The Road To Going Public In 2016

At AdExchanger's Industry Preview on Thursday, panelists talked about what the ad tech world can expect in 2016 in terms of acquisitions, beginning with a chat about Yahoo.

Robert Peck, analyst, SunTrust, said Verizon’s intentions for Yahoo are of interest. Verizon has said publicly three times that it wants to look at Yahoo since its core business might be worth $6 to 8 billion, Peck said.

Peter Stabler, analyst, Wells Fargo Securities brought up Yahoo's shrinking email base and challenges in attributions--after all, Yahoo doesn't enjoy persistent log-ins like Facebook or Google.

“I’m not sure I’m going to put $6 billion on [Yahoo], but it’s certainly worth billions,” Stabler said. 

So what kind of players will be acquired in the future? Rohit Kulkarni, VP-Internet equity research, RBC Capital Markets, said companies "able to crack cross-device, attribution, measurement analytics, that entire mousetrap," will be be extremely attractive to a variety of players.

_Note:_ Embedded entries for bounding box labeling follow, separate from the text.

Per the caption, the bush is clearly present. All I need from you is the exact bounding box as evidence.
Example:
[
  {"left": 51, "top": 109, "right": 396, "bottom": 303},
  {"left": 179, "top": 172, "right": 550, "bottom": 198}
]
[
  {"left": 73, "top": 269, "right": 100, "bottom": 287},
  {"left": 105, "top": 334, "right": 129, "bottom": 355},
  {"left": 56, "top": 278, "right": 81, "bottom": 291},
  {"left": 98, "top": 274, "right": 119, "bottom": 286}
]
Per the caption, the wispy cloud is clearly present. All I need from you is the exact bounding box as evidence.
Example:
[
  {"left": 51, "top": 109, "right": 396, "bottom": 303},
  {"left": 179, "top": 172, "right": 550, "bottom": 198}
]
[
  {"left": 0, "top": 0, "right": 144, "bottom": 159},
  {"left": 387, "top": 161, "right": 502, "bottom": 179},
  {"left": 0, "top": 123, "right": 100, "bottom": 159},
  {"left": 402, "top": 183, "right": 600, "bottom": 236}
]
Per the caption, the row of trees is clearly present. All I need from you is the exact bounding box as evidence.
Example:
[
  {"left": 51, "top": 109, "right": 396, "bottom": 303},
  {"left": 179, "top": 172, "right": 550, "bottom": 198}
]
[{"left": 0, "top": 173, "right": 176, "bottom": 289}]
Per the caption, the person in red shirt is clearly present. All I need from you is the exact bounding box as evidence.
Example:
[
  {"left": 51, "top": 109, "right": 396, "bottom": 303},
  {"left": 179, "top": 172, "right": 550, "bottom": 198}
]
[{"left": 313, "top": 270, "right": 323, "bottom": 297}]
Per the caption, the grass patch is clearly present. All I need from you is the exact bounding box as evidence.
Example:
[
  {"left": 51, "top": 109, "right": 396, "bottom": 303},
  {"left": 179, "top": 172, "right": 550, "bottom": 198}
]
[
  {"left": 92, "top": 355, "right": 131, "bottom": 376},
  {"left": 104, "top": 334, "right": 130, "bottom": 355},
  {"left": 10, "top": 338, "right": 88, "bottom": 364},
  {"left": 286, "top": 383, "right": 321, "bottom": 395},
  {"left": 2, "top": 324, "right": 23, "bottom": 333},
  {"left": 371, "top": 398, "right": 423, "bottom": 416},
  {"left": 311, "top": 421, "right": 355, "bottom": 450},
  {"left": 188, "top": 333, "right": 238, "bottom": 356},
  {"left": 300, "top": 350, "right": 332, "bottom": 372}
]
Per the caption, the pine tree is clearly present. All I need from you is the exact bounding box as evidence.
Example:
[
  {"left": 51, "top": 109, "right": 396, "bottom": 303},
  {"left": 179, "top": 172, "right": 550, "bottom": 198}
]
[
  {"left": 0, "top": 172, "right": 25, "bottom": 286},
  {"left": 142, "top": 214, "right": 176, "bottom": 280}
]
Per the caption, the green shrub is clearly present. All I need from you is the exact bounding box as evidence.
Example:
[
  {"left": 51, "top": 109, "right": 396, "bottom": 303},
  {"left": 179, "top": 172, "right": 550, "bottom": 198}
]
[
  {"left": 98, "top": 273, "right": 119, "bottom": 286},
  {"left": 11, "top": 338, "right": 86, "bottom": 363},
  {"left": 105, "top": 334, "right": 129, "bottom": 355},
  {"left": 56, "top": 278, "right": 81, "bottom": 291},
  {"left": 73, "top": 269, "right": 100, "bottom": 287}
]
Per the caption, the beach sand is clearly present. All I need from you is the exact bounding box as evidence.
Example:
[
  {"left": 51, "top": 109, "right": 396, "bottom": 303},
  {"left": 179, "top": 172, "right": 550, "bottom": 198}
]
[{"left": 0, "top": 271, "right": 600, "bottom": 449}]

Peck added that he thinks whether a company goes public or not will likely be determined by how the market behaves. Multiples are a factor when considering an IPO that would put finances under scrutiny, Peck said. He mentioned Deezer, a competitor of Spotify and Pandora, that decided last year it wouldn't go public and instead raised funding in a private round. 

"The road to an IPO is an arduous one," Stabler said. "That road looks a lot more formidable when the landscape looks like it does today."